If we are serious about backing British agriculture and business, this is exactly the kind of sector that deserves targeted support. Yet, as is too often the case in the UK today, the more businesses grow, the more they seem to be penalised by heavy-handed regulation. Take the extended producer responsibility—EPR—scheme, which affects businesses, including winemakers with a turnover of £1 million or more—a threshold that many of our leading vineyards are proudly surpassing. That success comes at a cost. EPR imposes disproportionately high fees on glass packaging, but glass is the only viable material for sparkling wine. On top of all that, winemakers now face hours of additional paperwork collecting data on the type and weight of materials used, simply to remain compliant with opaque packaging rules.
That is not the only example of over-regulation choking the industry. The previously flat wine duty has now been replaced by 30 different rates based on tiny, 0.1% increments of alcohol content. In the context of wine, that makes no practical sense. As has already been pointed out in the House by the hon. Member for Wimbledon (Mr Kohler), ABV varies naturally by vintage and by vat. It is hugely difficult to predict and the system causes confusion, not clarity. Although I accept that the Minister did not create that system, will he take the opportunity to outline what steps the Government might take to ensure that our wine producers can spend more of their time tending their vines, rather than filling out forms?
While the previous Government may have implemented some regulations that caused challenges to wine producers, they recognised the need for active investment in the UK wine industry. I was pleased to see them establish the future winemakers’ scheme, with £1.5 million set aside for training opportunities for the next generation of viticulturists. Will the Minister recommit to the scheme today, ensuring that the UK wine industry secures the future talent it needs to reach its full potential?
Though welcome, deregulation and training schemes alone are not enough. If we allow the definition of English wine to be blurred or co-opted, the industry risks dying on the vine. There is serious concern among winemakers that third-country producers could ship foreign-made still wine in bulk to the UK, carbonate or transform the product here, and market it in a way that implies it was locally made. That would be misleading to consumers, would undermine the integrity of the English wine label, and would make a mockery of the investment our producers have made in their land, climate and local communities.

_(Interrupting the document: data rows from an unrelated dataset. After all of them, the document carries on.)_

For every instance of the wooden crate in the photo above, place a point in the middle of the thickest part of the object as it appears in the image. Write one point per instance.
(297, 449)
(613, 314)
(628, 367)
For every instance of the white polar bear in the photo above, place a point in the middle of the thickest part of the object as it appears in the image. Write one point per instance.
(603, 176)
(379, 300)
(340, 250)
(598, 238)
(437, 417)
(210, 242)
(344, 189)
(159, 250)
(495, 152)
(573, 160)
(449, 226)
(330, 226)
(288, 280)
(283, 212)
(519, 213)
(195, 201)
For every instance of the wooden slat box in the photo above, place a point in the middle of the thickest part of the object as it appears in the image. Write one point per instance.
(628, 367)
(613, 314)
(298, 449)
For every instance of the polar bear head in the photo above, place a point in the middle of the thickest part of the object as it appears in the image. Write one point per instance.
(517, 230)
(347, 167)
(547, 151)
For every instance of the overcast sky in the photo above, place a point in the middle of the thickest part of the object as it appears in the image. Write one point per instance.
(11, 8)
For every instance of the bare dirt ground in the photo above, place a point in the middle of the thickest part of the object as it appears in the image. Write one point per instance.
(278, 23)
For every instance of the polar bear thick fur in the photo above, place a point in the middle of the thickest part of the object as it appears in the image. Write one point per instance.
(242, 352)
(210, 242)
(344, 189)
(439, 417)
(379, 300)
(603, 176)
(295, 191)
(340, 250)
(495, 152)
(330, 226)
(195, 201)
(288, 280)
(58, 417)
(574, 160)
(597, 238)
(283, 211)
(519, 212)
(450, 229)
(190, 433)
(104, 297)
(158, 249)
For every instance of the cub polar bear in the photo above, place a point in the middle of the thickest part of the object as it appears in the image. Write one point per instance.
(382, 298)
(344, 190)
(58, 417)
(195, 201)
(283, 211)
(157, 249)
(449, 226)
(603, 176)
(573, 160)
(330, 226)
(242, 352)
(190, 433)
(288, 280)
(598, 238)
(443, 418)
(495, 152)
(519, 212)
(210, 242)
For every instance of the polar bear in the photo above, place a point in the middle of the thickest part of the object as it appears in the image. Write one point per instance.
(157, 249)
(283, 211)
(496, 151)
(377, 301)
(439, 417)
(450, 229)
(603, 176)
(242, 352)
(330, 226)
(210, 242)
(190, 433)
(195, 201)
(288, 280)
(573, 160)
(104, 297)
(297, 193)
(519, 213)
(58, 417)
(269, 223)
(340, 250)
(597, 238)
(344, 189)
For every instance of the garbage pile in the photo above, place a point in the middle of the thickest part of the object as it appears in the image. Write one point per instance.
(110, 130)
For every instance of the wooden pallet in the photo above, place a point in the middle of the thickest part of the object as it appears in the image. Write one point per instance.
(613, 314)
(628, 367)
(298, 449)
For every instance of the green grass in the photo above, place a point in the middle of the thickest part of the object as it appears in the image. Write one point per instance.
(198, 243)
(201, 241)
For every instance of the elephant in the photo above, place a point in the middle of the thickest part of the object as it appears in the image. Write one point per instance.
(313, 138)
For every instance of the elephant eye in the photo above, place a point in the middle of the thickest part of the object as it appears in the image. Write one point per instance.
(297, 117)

I want to press the Minister on a simple point: will he commit to ensuring, particularly as the Government restart their third round of post-Brexit wine industry reforms, that wines sold as British or English must be made exclusively from British-grown grapes? He knows as well as I do that the majority of UK wine is sparkling. I am sure he would agree that English wine deserves the same protected designation of origin—PDO status—that champagne and prosecco receive in their respective markets.
There are few products that bring together so many public goods: rural jobs, tourism, export potential, environmental stewardship and national pride. English wine is not a nostalgia project or a romantic curiosity; it is a viable, growing industry—one that sits at the intersection of agriculture, manufacturing, hospitality and culture. To support this fantastic product is to invest in our countryside and our brand as a country. We have the chance, as English Wine Week says, to “Create new traditions.” I ask the Minister to seize that opportunity: let us support wine tourism and, above all, ensure that the label “English wine” means what it says—wine made from English grapes on English soil.